Should public officials be allowed to use private email accounts for government business? That’s become a hot topic nationally in recent weeks, thanks to questions about Hillary Clinton’s use of her private email service.

Civil Beat wanted to find out what Hawaii’s policy is when it comes to public officials and whether they are allowed to use personal email accounts.

It turns out to be a bit of a sticky situation here.

According to the Department of Accounting and General Services, there’s no policy that forbids Hawaii government employees from using personal email accounts – like Gmail or Yahoo! – for official government business. But if a private email account is used for work, those emails can become public records that may need to be saved or potentially released through public records requests.

Civil Beat checked with more than a dozen officials at a number of state agencies and Mayor Kirk Caldwell’s office and found that officials generally don’t know what the policy is. And they don’t know whether employees are using personal email for public business or how to go about retrieving those emails if they are.

Security concept: computer keyboard with word Email Security on enter button background, 3d render

Hawaii allows public employees to use personal email but those emails are subject to disclosure under the public records law.

iStock

That raises questions about what is happening to public records that could be important.

“It strikes me that unless someone were to make a records request, officials business public records could be lost,” said Brian Black, executive director of The Civil Beat Law Center for the Public Interest.

Cindy McMillan, communications director for Gov. David Ige, says she doesn’t think anyone in the governor’s office uses private email accounts for work. If they are using private accounts, it would be very hard to find out, she said.

Mary Alice Evans, the deputy director for the Department of Business, Economic Development and Tourism, said that all of her employees know that they’re not supposed to use private email accounts for work. The only employees who can use private emails are blue-collar workers, like electricians or warehouse workers, she said.

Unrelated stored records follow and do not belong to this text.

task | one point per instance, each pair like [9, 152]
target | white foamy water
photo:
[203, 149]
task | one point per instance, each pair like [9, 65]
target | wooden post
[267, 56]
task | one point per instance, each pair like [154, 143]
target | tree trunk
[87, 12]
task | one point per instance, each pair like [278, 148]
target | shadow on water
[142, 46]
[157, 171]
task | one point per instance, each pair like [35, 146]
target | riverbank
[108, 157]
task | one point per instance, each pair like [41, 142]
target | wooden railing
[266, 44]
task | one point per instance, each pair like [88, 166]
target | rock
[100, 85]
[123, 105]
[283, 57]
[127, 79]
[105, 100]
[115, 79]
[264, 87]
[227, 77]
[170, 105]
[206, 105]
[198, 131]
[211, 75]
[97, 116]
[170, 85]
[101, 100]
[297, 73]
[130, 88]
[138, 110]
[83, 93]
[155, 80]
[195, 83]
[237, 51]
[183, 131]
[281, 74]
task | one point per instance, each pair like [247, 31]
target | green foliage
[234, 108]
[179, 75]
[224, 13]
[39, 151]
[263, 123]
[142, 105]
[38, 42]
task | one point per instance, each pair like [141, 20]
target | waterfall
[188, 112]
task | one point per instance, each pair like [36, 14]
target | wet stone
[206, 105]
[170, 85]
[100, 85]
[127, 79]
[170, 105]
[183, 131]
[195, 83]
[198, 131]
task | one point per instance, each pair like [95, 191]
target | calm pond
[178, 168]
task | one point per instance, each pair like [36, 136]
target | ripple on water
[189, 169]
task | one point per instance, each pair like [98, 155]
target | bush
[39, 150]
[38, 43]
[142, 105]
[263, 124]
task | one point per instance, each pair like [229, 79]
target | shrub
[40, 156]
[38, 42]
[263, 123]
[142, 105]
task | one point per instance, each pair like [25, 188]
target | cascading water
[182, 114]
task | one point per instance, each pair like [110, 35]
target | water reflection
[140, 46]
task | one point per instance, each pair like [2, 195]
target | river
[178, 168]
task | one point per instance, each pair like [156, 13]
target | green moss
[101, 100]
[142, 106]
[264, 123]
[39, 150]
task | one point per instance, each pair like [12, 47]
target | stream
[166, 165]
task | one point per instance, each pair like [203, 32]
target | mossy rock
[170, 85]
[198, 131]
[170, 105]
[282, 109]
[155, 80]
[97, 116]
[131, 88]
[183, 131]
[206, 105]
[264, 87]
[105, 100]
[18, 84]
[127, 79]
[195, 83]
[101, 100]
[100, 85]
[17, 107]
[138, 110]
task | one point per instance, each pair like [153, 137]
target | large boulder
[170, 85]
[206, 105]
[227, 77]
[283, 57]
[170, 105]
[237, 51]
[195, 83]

Rod Becker, deputy director of the Department of Budget and Finance, also said he thinks most employees in his department use their government email accounts. But, he added, he didn’t know of any rule that would require employees to save private emails, even if they contained business-related information.

Jesse Broder Van Dyke, spokesman for Honolulu Mayor Kirk Caldwell, didn’t know the answer when reached by phone. And he said he was too busy to look into it.

Adam LeFebvre, another public information officer with the city, also didn’t know what the policy on email use is. But at least he said he’d check. He hadn’t called back by end of day Friday.

Keith DeMello, a spokesman for the Office of Information Management and Technology, noted that regardless of the state’s policy, it’s the department or the employee’s responsibility to save emails sent or received on private accounts.

And even if the public official is using a government email account, there isn’t a statewide archive system set up to save all of the emails, he said.

In practice, most emails are deleted from the government server after 60 days. This means that unless a government employee printed out the email or saved it somewhere else, it can’t be accessed in the future.

Public employees — except those who work for the Legislature or the Judiciary — are supposed to follow Hawaii General Records Schedule guidelines, said Susan Shaner, an administrator for the Hawaii State Archives. These guidelines outline which documents government employees must save, like meeting minutes or budget records.

Most government employees are supposed to print out the email and file it as a paper record, save it to a computer’s hard drive or copy the email onto a  CD or “diskette” if the email contains information specified in the state guidelines, according to a 2002 memorandum from Glen Okimoto, who was the State Comptroller at the time.

Apparently, the memo hasn’t been updated since USB and external hard drives became popular.

The question of what happens to emails after an employee leaves the government is an open one in Hawaii. That’s the controversy that Hillary Clinton sparked when, years after she’d left her position as Secretary of State, it was discovered she’d been using her personal email for most of her electronic messages, including her work at the State Department.

In Hawaii, Black pointed out, that could be a particular problem because the government might not be able to legally access private email accounts even if they had been used for work.

“Nothing leads to those private emails ever being put into state hands,” Black said. “This is not something that I think the current regulations and rules are set up to handle.”